Elo percentages from startlist maximum. Exponential decay (α = 0.1) for participation. Models applied with adjustments.

Normalization and Monotonic Constraints

Same 5-phase process as Alpine.

Team

Data Gathering

Team members configured by nation. Team Elo scores calculated as member averages.

Probability

Training

Position thresholds: Win, Podium, Top 5, Top 10. BIC feature selection on team average Elos. Binomial GAM models per threshold.

Testing

Team average Elos from configured rosters. Models applied for team predictions.

Normalization and Monotonic Constraints

Same 5-phase process with team thresholds.

Ski Jumping

Individual

Data Gathering

Championship athletes configured by nation. Athletes matched with Elo scores for Overall, Small Hill, Medium Hill, Normal Hill, Large Hill, and Flying.

Probability

Training

Training data filtered to last 10 seasons and 75% Elo threshold. Position thresholds: Win, Podium, Top 5, Top 10, Top 30. BIC feature selection per threshold using hill-size appropriate Elos. Binomial GAM models with REML. Period and hill size adjustments calculated.

Testing

Elo percentages from startlist maximum. Exponential decay (α = 0.1) for participation. Models applied with adjustments.
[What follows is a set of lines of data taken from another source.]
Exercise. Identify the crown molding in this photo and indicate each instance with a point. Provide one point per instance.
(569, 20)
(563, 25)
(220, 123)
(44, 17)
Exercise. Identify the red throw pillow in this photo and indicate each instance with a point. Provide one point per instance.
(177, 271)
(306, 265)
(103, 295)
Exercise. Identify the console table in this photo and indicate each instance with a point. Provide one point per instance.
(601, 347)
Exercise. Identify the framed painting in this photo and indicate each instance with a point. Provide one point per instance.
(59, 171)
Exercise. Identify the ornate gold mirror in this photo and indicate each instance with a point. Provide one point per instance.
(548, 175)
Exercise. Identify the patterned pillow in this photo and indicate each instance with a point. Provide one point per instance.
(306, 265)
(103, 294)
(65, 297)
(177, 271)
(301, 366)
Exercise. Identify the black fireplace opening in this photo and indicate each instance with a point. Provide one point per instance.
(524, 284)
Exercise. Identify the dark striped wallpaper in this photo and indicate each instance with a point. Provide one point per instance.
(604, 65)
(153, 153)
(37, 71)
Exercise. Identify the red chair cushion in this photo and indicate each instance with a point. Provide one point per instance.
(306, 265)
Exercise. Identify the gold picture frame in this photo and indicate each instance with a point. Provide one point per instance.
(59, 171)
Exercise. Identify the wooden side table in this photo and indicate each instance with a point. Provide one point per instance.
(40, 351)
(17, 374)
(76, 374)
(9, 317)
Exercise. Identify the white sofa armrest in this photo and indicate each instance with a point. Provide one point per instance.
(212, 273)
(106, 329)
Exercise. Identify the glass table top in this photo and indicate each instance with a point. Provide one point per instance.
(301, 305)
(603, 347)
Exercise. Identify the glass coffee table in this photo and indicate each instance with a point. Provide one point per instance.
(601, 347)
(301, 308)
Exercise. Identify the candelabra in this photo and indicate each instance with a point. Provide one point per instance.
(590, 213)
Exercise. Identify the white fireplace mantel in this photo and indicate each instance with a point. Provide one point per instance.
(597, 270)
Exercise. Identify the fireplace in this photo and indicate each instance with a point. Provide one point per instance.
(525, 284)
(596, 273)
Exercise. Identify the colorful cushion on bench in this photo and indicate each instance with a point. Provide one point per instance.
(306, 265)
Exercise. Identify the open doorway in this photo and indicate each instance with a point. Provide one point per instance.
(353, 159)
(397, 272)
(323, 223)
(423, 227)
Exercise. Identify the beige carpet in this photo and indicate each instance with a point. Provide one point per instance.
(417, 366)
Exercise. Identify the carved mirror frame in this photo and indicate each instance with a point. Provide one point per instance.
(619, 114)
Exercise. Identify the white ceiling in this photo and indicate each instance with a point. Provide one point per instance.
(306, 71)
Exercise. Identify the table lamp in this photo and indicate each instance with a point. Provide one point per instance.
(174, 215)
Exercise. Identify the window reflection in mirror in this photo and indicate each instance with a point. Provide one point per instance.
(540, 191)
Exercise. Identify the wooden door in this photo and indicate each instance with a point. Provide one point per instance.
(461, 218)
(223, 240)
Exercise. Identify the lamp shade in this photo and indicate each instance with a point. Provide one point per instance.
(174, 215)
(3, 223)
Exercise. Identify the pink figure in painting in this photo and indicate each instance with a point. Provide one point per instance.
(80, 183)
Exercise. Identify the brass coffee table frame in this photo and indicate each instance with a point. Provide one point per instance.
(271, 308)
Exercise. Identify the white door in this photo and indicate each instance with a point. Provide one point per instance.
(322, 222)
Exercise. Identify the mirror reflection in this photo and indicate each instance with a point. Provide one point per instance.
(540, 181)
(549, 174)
Normalization and Monotonic Constraints

Same 5-phase process as Alpine.

Team

Data Gathering

Team members (typically 4 jumpers) configured by nation. Team Elo scores calculated as member averages.

Probability

Training

Position thresholds: Win, Podium, Top 5 (smaller team fields). BIC feature selection on team average Elos. Binomial GAM models per threshold.

Testing

Team average Elos from configured rosters. Models applied for team predictions.

Normalization and Monotonic Constraints

Same 5-phase process with team-specific thresholds.

Mixed Team

Data Gathering

Mixed team members (2 men, 2 women) configured by nation. Team Elo scores calculated as averages across both genders.

Probability

Same methodology as team events with mixed team thresholds.